Mesnevî-i Nûriye | Hubab | 88
(84-106)

İ’lem Eyyühel-Aziz! Cenâb-ı Hak, insanı pek acib bir terkipte halketmiştir. Kesret içinde vahdeti, terkîb içinde besâteti, cemâat içinde ferdiyeti vardır. İhtiva ettiği âza, havâss ve letâifin her birisi için müstakil lezzetler, elemler olduğu gibi; aralarında görülen sür’at-i teâvün ve imdâddan anlaşıldığı üzere, her birisi arkadaşlarının lezzet, elem ve teessüratından da hisse alıyorlar. Bu hilkat sayesinde, insan eğer ubûdiyet yoluna giderse; bütün lezzet, ni’met, kemâlât nevilerinin bir kısımlarına mazhar olmaya şâyandır. Ve keza, eğer enâniyet yolunu ta’kib ederse, çeşit çeşit elem ve azaplara da mahal olmaya müstehaktır.

İ’lem Eyyühel-Aziz! Kelime-i Tevhid’in tekrar ile zikrine devam etmek, kalbi pek çok şeylerle bağlayan bağları, ipleri kırmak içindir. Ve nefsin tapacak derecede sanem ittihaz ettiği mahbublardan yüzünü çevirtmektir. Maahaza, zâkir olan zatta bulunan hâsse ve lâtifelerin ayrı ayrı tevhidleri olduğuna işâret olduğu gibi; onların da onlara münâsib şerikleriyle olan alâkalarını kesmek içindir.

İ’lem Eyyühel-Aziz! İnsanın bir akrabasına (meselâ) okuduğu bir Fatiha-i şerife’den hâsıl olan sevabta istifade etmekte, bir ile bin müsâvîdir. Nasıl ki ağızdan çıkan bir lâfzın işitilmesinde, bir cemâat ile bir fert bir olur. Çünkü, lâtif şeyler matbaa gibidir.
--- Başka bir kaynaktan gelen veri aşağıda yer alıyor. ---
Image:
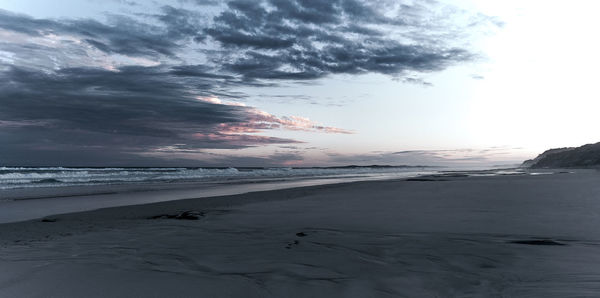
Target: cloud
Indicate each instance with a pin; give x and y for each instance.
(454, 158)
(303, 40)
(127, 88)
(127, 112)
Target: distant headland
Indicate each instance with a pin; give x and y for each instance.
(570, 157)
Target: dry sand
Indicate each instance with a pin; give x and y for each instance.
(505, 236)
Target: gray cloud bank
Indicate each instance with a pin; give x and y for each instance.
(83, 91)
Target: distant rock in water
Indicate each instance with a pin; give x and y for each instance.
(574, 157)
Basılan bir kelimeden bin kelime çıkar.

Ve keza, nurânî şeylerde vahdet ile beraber tekessür olduğuna, yâni bir nurânî şeyde bin sevab bulunduğuna bir işârettir...

İ’lem Eyyühel-Aziz! Nebiyy-i Zîşan’ın (A.S.M.) makam-ı Mahmûd’u İlâhî bir mâide ve Rabbânî bir sofra hükmündedir. Evet tevzi’ edilen lütuflar, feyizler, ni’metler o sofradan akıyor. Resûl-i Zîşan’a (A.S.M.) okunan salâvât-ı şerîfe, o sofraya edilen dâvete icâbettir.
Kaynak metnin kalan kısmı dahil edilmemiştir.